CheckMate 032: Nivolumab With or Without Ipilimumab in Patients With Advanced SCLC and Disease Progression After Platinum-Based Chemotherapy
The multicohort phase I/II Checkmate 032 study gave us a glimpse of the potential for immunotherapy in this highly lethal disease. In pretreated patients, the PD-1 inhibitor nivolumab alone or in combination with the CTLA-4 inhibitor ipilimumab showed response rates of approximately 10% to 20%. Although these response rates were not astounding, there was an impressive durability observed.

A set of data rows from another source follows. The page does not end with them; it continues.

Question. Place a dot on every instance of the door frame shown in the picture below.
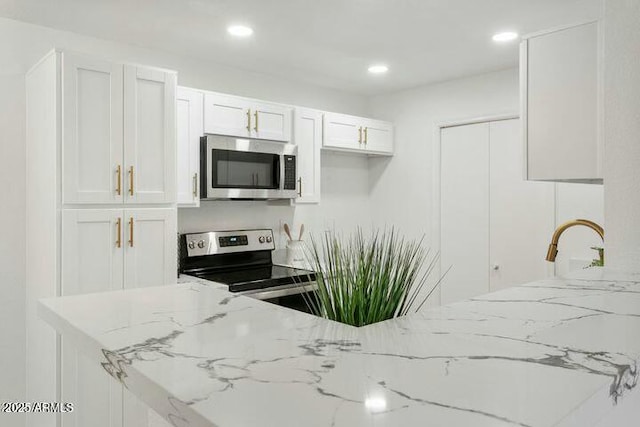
(436, 207)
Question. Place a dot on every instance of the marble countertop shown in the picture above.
(557, 352)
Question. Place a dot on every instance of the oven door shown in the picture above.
(236, 168)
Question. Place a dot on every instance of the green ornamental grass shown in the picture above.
(367, 279)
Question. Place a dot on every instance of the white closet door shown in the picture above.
(522, 219)
(92, 130)
(150, 135)
(189, 116)
(308, 137)
(465, 211)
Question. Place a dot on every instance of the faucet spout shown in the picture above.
(552, 252)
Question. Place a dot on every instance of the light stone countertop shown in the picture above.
(558, 352)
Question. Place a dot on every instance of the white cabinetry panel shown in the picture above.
(92, 130)
(342, 131)
(308, 137)
(272, 122)
(562, 104)
(357, 134)
(190, 127)
(151, 247)
(149, 135)
(378, 136)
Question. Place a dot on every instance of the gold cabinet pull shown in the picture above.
(119, 233)
(131, 180)
(119, 183)
(195, 185)
(131, 231)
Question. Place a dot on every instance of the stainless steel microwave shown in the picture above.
(239, 168)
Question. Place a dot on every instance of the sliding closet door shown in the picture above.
(464, 211)
(521, 219)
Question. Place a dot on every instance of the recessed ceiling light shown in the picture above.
(507, 36)
(240, 30)
(378, 69)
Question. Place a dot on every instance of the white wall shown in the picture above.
(622, 133)
(12, 242)
(21, 45)
(402, 188)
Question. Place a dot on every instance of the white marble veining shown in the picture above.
(559, 352)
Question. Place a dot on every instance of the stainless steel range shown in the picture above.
(242, 259)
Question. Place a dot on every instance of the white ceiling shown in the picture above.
(325, 42)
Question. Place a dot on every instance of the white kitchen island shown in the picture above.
(559, 352)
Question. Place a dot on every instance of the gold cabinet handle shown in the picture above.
(131, 181)
(119, 233)
(195, 185)
(131, 231)
(119, 183)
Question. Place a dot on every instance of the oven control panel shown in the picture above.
(222, 242)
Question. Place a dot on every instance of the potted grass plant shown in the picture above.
(363, 279)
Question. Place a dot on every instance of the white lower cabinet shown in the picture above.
(308, 137)
(105, 250)
(190, 127)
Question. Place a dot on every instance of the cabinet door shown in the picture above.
(342, 132)
(378, 137)
(522, 213)
(150, 247)
(308, 137)
(150, 147)
(562, 106)
(272, 122)
(91, 130)
(92, 261)
(464, 213)
(189, 115)
(227, 115)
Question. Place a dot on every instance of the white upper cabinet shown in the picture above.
(150, 247)
(562, 104)
(357, 134)
(92, 130)
(149, 135)
(227, 115)
(190, 127)
(235, 116)
(378, 136)
(308, 137)
(92, 250)
(272, 122)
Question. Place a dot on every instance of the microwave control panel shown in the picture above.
(289, 172)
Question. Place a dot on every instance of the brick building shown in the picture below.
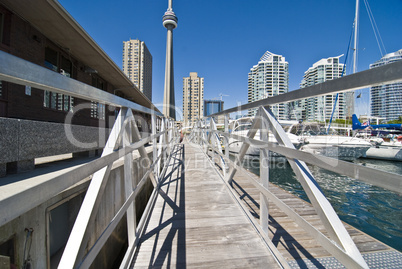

As the study expanded, the subsets of patients treated in the third-line setting were separately analyzed. Here, the response rate was 11.9% with a median duration of response of 17.9 months—impressive by any measure. This led to FDA approval on August 16, 2018, of nivolumab for advanced SCLC with disease progression after platinum-based chemotherapy and at least 1 other line of therapy. Unfortunately, many patients with extensive-stage SCLC never make it to the third-line setting.

IMpower133: Addition of Atezolizumab to Carboplatin/Etoposide in Patients With Newly Diagnosed Extensive-Stage SCLC
Our greatest opportunity to have an impact on this highly lethal disease is in the first-line setting. This was studied in the IMpower133 study, a global, randomized, placebo-controlled phase III study that explored the impact of adding the PD-L1 inhibitor atezolizumab to carboplatin/etoposide for newly diagnosed SCLC. In this trial, patients received 4 cycles of standard carboplatin/etoposide and were randomized to receive atezolizumab or placebo concurrently and then as maintenance therapy. Atezolizumab was well tolerated and did not compromise the ability to deliver 4 full cycles of chemotherapy. The study met both of its primary endpoints, improved PFS (5.2 vs 4.3 months) with an HR of 0.77 and, of importance, improved OS (12.3 vs 10.3 months) with an HR of 0.70—both statistically significant and clinically meaningful. This led to the FDA approval of atezolizumab plus carboplatin/etoposide for first-line treatment of extensive-stage SCLC on March 18, 2019.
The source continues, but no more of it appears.